Does it still hold: "Never keep anything important on AWS in US-EAST-1"?

jpluimers

Jan 31

Reminder to self to check if this still holds: [Archive] Varun Krishnan on Twitter: "Never keep anything important on AWS in US-EAST-1" / Twitter

Slightly more than a year ago, the Amawon Web Services region US-EAST-1 collapsed with world-wide downtime consequences for many AWS services. It took some 8 hours to recover most of the services.

Before that, it was plagued with outages, maybe because it was their first ever region:

The outage was covered many times. I have included this El Reg link, as I like their tone of voice: [Wayback/Archive] AWS technical woes in US East region cause widespread outage • The Register.

Basically, any cloud stack is founded on these three layers:

Storage (S3 or Simple Storage Service in AWS speak)
Compute (EC2 or Elastic Compute Cloud in AWS speak)
Authentication and Authorisation (IAM or Identity and Access Management in AWS speak)

On top of that, any other services are implemented. And for Amazon Web Services, many of these have become available over the last two decades.

Indeed Anders Borum was right in his tweet: US-EAST-1 is the first ever AWS EC2 region and started in 2006, more than 15 years ago. It is also the region with the largest capacity. Likely both play a role in US-EAST-1 being part or initiating factor in many of the major AWS outages. If you look in all AWS outages, US-EAST-1 plays a role in most if not all outages since 2017,

So for now, if hosting at AWS, I would host outside of US-EAST-1.

Depending on the kind of application and money involved, I would consider hosting in multiple regions, and if a truckload of money was involved: hosting on multiple clouds.

I fully agree with [Archive] Gergely Orosz on Twitter: "If you were impacted by the recent AWS outage, the decision to invest in multi-cloud / multi-datacenter is simple: How much did this outage cost you vs the cost of adding a (lot) more complexity & maintenance with multi-cloud/DC? If outage cost >> this, only then do it." / Twitter

Some more insight on multi-cloud hosting is via [Archive] Redmond on Twitter: "New feature from @jdanton: A full post-mortem from AWS is still to come, but in the meantime, IT pros should start bolstering their cloud disaster recovery strategies now -- before the next outage. https://t.co/ios5Re5ZCs" / Twitter at [Wayback/Archive] AWS Outage Fallout: What Lessons You Should Learn -- Redmondmag.com

Is It Time to Go Multicloud?

No.
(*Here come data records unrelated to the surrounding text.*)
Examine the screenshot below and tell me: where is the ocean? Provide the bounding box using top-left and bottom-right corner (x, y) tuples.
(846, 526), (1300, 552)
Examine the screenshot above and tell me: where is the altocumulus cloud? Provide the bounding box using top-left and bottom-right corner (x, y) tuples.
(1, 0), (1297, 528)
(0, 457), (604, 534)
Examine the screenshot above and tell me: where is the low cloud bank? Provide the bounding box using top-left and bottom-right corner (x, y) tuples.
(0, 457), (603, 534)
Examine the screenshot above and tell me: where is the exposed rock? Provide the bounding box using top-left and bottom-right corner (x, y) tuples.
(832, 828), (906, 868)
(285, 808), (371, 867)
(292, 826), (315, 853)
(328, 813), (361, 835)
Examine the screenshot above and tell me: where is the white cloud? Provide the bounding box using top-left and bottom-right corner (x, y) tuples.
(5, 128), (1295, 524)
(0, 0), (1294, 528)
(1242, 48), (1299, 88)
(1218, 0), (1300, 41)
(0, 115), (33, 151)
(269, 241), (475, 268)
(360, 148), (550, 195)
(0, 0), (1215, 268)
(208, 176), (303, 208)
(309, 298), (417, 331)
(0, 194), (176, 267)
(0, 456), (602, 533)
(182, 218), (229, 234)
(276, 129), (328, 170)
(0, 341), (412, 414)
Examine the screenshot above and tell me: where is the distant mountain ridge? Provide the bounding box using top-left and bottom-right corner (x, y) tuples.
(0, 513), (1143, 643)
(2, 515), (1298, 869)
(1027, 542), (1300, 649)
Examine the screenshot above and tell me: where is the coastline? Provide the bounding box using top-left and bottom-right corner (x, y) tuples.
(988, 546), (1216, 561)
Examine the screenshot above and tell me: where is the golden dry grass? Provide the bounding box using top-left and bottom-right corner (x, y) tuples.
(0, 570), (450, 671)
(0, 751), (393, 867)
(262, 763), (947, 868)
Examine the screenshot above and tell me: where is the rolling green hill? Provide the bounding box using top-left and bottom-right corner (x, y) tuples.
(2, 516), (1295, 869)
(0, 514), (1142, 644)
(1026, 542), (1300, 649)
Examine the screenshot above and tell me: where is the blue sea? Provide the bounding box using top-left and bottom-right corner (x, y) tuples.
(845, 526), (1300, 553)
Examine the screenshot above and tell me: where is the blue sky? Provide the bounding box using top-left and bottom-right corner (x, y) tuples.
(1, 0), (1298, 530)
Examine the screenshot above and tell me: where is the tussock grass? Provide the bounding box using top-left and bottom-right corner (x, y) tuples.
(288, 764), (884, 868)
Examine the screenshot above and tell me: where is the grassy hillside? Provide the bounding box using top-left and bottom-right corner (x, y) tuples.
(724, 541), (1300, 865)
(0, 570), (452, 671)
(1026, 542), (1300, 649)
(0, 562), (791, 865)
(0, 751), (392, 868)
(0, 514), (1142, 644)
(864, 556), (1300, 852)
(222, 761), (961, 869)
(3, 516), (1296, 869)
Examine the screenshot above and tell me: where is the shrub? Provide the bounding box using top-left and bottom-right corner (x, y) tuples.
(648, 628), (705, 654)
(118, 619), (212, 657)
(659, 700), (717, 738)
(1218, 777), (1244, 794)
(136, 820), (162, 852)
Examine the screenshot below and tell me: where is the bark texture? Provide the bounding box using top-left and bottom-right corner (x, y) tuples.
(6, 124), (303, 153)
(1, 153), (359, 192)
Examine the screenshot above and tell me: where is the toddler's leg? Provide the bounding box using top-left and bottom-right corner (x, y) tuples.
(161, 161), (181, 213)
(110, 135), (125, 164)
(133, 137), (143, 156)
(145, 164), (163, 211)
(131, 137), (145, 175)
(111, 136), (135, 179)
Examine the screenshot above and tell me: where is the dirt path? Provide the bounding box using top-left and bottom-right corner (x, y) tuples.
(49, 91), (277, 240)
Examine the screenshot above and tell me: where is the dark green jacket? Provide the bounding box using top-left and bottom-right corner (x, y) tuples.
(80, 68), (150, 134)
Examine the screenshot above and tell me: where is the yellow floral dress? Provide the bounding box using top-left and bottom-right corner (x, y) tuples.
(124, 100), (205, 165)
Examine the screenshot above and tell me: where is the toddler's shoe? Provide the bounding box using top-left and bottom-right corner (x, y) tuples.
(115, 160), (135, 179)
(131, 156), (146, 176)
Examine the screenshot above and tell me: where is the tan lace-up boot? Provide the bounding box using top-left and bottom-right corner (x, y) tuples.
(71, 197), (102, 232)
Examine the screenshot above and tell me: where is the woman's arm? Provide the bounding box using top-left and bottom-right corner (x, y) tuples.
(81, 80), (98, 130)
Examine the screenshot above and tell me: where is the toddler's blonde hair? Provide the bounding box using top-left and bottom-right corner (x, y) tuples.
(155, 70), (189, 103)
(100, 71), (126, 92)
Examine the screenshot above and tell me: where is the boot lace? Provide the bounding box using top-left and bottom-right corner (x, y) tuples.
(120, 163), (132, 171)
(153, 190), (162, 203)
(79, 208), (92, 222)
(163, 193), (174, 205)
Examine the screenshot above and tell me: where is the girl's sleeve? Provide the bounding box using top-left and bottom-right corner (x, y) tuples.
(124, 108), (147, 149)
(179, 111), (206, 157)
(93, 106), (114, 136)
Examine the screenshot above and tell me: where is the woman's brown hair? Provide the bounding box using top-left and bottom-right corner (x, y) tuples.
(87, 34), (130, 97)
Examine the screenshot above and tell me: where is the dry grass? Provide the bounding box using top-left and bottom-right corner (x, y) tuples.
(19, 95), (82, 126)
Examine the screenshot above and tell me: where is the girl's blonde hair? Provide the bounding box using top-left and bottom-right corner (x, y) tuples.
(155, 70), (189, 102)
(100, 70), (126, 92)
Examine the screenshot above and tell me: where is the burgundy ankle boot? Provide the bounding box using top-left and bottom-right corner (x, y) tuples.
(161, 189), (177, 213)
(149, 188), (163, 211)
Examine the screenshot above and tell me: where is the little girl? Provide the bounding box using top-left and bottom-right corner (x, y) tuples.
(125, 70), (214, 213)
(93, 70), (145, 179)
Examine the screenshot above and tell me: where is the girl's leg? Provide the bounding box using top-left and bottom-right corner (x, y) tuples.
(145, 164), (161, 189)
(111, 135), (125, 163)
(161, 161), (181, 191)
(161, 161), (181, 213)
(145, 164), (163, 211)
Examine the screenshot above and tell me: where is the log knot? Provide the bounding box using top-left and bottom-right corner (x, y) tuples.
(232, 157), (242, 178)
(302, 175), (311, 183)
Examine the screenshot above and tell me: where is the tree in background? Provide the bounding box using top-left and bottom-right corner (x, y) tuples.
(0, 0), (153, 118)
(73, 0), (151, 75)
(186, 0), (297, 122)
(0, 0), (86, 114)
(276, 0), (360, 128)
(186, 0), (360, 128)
Well...if you are running a major property with a big customer-facing presence, it can be a good strategy to have static Web and app content hosted in a second cloud. In the case of an outage like yesterday's, you'd have the option to direct traffic to the static presence, which can supply some level of experience for your users.

A good example of how this approach can be useful is an outage dashboard. Whenever a cloud provider has an outage, they are notoriously bad at properly reporting ongoing status. This is because they have hosted their dashboards in their own clouds using their own APIs -- and when these APIs go down, they take the monitoring with them. Using DNS, you can quickly redirect traffic to this static site, where your engineers can update the page with status updates.